New research suggests ancient humans living in what is now Israel regularly dined on lizards and snakes, reports Luke Tress for the Times of Israel. These people may have developed a taste for reptiles in order to find enough food as they transitioned to living in more permanent settlements ahead of the advent of agriculture.
Published last week in the journal Scientific Reports, the study examines 15,000-year-old fossilized lizard and snake bones found at the el-Wad Terrace cave near Mount Carmel in Israel. El-Wad is situated within the Nahal Me’arot Nature Preserve, which contains a network of caves that provides a window into 500,000 years of human evolution, according to Unesco.
The research centers on excavations at a more recent site attributed to the Natufian culture, which was active in modern-day Israel, Jordan, Lebanon, Syria and Palestine between 15,000 and 11,500 years ago, per the University of Haifa’s Zinman Institute of Archaeology. The Natufians are thought to be among the first humans to construct permanent houses and cultivate plants as food, reported Daniel K. Eisenbud for the Jerusalem Post in 2017.
To date, digs at the el-Wad cave have yielded flint and grinding tools, human burials, architectural remains, and animal bones. Though archaeologists can use markings on the bones of larger animals like rabbits or bears to discern if they were butchered for human consumption, smaller lizard and snake bones are more difficult to assess, according to the Times of Israel.
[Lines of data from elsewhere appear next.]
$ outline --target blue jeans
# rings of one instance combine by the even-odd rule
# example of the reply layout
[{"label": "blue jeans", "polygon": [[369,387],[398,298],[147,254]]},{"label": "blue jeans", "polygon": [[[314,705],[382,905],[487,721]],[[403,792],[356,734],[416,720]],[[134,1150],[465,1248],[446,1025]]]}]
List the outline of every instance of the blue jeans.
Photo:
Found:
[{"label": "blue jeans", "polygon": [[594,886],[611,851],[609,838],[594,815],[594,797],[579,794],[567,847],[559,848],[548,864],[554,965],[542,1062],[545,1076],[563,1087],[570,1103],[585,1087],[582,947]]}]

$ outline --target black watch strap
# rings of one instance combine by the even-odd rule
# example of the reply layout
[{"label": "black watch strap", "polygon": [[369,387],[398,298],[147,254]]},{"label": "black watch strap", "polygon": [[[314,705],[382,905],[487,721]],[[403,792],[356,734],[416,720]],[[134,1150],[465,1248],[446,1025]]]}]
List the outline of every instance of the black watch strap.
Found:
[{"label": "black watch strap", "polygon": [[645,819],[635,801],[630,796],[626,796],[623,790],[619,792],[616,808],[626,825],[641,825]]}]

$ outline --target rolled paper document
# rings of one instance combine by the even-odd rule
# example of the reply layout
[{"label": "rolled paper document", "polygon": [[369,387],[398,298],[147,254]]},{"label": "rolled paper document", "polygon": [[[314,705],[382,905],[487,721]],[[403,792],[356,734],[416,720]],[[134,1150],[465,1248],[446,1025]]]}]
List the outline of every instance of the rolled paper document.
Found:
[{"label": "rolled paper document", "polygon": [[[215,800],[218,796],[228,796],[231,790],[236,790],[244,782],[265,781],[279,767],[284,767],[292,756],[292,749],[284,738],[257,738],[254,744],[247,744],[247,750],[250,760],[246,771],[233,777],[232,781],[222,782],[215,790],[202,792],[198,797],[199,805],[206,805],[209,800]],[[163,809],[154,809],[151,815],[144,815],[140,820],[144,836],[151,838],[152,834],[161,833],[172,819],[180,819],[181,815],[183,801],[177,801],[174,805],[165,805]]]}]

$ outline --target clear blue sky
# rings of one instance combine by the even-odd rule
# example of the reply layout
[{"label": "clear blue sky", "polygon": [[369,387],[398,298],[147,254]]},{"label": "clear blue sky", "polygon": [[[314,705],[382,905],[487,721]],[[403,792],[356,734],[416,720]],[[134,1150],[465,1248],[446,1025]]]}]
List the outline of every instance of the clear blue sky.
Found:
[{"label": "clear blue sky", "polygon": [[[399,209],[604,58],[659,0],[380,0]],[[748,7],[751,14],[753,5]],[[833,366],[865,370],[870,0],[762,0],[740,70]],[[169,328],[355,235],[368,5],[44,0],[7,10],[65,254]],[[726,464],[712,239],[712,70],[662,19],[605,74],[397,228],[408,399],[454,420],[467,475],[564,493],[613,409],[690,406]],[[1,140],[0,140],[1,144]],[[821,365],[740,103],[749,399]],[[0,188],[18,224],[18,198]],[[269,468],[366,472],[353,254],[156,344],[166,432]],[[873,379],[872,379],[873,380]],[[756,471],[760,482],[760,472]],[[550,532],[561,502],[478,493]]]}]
“From the beginning, our excavations in the site of el-Wad Terrace revealed lots of bones of snakes and lizards, usually the vertebras,” study co-author Reuven Yeshurun, an archaeologist at the Universit of Haifa, tells Rossella Tercatin of the Jerusalem Post. “We found them almost every day. We became really curious to understand if people ate them or if they had gotten there by some other process.”
To investigate the reptilian vertebrae’s origins, the team conducted a rather unorthodox set of experiments aimed at determining how different processes changed the bones’ structure and appearance.
“We roasted modern snakes’ vertebras in the oven; we tried to chop them and so forth,” Yeshurun tells the Jerusalem Post.
He and his colleagues also exposed the bones to acids that approximated digestion, trampled them and exposed them to various weather conditions.
After comparing the modern bones with the ancient samples, the researchers posited that the Natufians did, in fact, dine on the many snakes and lizards found near their settlements. Per the paper, reptile species on the group’s menu included the European glass lizard and the large whipsnake.
“They were still hunter-gatherers and did not know how to produce food, but they still lived in permanent small communities,” the team tells the Jerusalem Post. “For this reason, they really needed to come up with numerous methods to procure food. One of the things they did was capturing and eating almost everything. Now we can add a new item to their menu.”
The reptile remains found at el-Wad may represent a combination of leftovers from ancient feasts and animal bones that accumulated naturally over time, reports the Jerusalem Post. Though the team detected signs of human consumption on nonpoisonous species’ remains, they were unable to identify similar markings on poisonous species, suggesting these reptiles may have died of natural causes.
“We know from historical sources that people ate snakes in the Middle Ages, but until now there was no evidence that they did so 15,000 years ago,” Yeshurun tells the Times of Israel. “It’s very possible that with the help of the method we have developed we’ll find even earlier evidence.”